Wanted to share something to make you all laugh! . I am a redhead..shocking i know.. I mean like Ariel from Little Mermaid Red..I’m a natural brunette, but one day my boyfriend made a joke how my personality is that of a redhead..I was like “challenge accepted!” So, I headed off to my wonderful friend that has done my hair for years! She was very hesitant but we did it..and he was speechless the first time he saw it.. Now i’ve changed the shades of red, dark, auburn, now Ariel Red..I think that’s my favorite. Well… I use John Frieda Radiant Red…and I get pissed off EVERY TIME! The tube sucks! It’s not easy for me to get the shampoo out at all. I’ve dropped it, thrown it and accidentally poured it on bottom of shower and fell and hit my head.. LOL (I can no longer stand in shower, I fall too much, not shampoo related though :p) So… I finally had had enough!
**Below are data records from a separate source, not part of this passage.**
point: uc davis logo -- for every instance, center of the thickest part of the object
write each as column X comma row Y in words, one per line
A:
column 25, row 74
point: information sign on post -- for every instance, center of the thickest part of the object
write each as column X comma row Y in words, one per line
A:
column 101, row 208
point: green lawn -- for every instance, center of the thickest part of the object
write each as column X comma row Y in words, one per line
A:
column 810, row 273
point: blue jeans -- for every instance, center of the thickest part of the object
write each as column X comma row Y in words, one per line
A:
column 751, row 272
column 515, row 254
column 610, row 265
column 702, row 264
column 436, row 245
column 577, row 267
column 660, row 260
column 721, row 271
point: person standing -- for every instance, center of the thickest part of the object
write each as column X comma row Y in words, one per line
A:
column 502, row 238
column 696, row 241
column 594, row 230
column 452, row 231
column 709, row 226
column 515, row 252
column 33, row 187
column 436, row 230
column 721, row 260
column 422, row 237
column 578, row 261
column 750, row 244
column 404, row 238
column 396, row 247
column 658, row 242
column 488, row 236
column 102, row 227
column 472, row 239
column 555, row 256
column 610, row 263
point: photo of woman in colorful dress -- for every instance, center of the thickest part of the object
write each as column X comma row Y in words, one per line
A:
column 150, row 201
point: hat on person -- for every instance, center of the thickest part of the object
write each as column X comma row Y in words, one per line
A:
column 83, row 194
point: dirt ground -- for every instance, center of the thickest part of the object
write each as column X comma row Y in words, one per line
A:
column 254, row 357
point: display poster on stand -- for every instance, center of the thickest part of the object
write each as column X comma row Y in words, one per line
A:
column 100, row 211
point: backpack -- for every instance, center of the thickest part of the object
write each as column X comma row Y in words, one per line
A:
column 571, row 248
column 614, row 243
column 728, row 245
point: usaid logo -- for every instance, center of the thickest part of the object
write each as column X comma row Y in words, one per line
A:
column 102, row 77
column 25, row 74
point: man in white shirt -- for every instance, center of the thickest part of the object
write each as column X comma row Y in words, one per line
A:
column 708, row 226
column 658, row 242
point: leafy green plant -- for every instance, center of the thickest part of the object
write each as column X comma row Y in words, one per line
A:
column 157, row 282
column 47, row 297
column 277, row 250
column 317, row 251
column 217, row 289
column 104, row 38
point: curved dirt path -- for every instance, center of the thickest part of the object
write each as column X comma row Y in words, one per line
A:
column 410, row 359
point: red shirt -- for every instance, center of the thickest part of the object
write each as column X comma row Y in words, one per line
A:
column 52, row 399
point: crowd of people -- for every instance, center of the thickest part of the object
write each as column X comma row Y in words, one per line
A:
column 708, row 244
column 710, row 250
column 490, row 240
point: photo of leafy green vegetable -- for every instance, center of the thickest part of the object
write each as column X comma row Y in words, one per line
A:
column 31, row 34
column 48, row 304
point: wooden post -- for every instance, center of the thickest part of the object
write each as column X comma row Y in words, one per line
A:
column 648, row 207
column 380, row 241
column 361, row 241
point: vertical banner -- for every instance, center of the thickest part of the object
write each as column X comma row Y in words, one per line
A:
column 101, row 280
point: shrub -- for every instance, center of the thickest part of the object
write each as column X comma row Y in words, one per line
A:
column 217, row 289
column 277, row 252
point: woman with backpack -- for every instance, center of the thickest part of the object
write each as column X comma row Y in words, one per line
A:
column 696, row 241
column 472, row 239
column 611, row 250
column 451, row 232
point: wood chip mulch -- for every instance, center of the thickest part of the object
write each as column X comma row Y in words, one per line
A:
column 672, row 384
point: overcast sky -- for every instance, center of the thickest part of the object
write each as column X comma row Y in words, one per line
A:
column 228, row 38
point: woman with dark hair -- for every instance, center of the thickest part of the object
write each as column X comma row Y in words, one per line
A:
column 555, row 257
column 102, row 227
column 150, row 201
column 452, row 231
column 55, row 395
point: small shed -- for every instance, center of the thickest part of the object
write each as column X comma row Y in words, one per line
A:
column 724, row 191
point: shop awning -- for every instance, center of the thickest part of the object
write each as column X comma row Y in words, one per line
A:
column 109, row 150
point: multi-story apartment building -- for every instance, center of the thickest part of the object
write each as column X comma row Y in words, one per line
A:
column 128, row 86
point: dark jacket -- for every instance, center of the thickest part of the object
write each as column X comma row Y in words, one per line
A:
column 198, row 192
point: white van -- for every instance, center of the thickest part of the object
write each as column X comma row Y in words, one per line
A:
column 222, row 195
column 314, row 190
I emailed Customer Service of John Frieda Explaining to them that while their product is great the packaging sucks. I said that it is not easy for those with problems gripping items in that shape or lacking strength. Why make the shampoo so difficult to get out?!!!! It’s just stupid!! I know why not switch products you ask..well.. I’m kinda of a creature of habit, and it keeps my hair so shiny and pretty. 🙂  So we’ll see what happens!!!

 

Ariel

 

Radiant Red Tubes

 

Damn You Radiant Red Shampoo Tube!!! I love you and hate you!